I know it wasn't meant for me but thanks for the tip! I'm from ERAU and have the mins as well...who knows!

~wheelsup
 
dab and graduated '03. Moved to instruct at the one place I could find in NJ but came back in December of last year to instruct at a great school in orlando. I heard they're hiring maybe in the summer but I think I'm gonna stick it out where I am.

I heard prescott is hiring though -

~wheelsup
 
wheelsup said:
dab and graduated '03. Moved to instruct at the one place I could find in NJ but came back in December of last year to instruct at a great school in orlando. I heard they're hiring maybe in the summer but I think I'm gonna stick it out where I am.

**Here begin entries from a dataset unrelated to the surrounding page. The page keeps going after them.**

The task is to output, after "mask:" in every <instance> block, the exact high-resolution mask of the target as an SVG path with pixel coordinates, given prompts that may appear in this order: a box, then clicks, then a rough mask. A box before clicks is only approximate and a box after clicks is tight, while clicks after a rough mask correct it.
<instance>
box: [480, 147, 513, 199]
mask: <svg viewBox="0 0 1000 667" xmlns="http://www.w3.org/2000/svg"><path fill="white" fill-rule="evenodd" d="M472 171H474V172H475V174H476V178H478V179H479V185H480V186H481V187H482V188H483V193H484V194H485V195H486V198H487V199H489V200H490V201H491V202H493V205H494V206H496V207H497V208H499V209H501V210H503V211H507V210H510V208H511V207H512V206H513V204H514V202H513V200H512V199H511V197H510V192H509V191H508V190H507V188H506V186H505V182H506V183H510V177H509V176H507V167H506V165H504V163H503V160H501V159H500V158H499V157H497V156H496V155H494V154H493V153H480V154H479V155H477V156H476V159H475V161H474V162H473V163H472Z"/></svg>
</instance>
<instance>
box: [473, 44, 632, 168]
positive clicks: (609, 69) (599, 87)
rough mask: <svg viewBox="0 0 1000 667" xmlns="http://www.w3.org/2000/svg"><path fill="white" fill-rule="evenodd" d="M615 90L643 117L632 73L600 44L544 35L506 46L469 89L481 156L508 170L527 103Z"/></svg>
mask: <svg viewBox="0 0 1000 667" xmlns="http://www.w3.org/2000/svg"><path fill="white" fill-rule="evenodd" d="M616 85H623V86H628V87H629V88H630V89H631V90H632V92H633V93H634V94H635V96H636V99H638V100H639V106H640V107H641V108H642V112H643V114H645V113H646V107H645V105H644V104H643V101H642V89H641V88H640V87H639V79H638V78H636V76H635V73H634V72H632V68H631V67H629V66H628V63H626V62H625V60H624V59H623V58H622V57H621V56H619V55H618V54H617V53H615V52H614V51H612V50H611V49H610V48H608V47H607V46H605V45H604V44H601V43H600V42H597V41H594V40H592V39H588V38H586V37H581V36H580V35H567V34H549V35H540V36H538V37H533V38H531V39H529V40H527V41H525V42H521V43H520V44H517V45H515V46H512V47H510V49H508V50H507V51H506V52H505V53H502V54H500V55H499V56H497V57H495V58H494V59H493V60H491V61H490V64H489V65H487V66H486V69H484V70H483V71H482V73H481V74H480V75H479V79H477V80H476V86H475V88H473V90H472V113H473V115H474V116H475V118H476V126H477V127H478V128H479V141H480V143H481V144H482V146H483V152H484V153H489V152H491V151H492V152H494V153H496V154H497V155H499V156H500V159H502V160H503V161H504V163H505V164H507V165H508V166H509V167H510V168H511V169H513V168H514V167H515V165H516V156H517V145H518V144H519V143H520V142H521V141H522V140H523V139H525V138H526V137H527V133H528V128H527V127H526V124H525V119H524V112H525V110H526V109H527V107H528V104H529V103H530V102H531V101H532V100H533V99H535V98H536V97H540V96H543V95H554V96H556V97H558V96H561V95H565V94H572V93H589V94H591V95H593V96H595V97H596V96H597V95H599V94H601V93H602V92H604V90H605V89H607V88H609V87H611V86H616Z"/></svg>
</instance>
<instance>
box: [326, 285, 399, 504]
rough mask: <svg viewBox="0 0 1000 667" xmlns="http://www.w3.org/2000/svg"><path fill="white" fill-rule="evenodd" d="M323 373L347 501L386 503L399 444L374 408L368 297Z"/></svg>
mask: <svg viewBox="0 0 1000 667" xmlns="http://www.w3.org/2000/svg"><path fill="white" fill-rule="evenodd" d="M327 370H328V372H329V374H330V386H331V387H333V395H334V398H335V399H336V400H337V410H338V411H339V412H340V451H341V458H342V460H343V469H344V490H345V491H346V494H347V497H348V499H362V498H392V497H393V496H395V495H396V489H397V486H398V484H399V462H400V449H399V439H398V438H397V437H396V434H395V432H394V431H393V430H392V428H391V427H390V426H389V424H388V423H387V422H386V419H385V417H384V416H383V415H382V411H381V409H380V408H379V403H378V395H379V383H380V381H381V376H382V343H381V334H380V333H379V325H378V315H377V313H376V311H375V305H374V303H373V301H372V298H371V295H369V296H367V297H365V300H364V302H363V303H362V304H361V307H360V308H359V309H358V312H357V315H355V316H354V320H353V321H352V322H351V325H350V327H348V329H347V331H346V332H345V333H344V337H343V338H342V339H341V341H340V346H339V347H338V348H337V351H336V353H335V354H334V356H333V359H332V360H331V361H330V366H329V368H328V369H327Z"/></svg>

I heard prescott is hiring though -

~wheelsup

I'm Prescott 02. They are hiring, but they will only hire those who took their instructors course. DAB is advertizing, I have sent an application.

bobbysand said:
apply at Mesa Pilot Development

yes, thanks for the tip. I will apply there too.
 
MAPD

bobbysamd said:
apply at Mesa Pilot Development
Originally posted by gottafly
yes, thanks for the tip. I will apply there too.
Good luck!

I instructed at ERAU-Prescott from late '88-mid '91. Our campus has sent several people to Mesa; at least one of whom you probably know and at least two of whom who became Mesa Chief Pilots. Drop me a PM for details.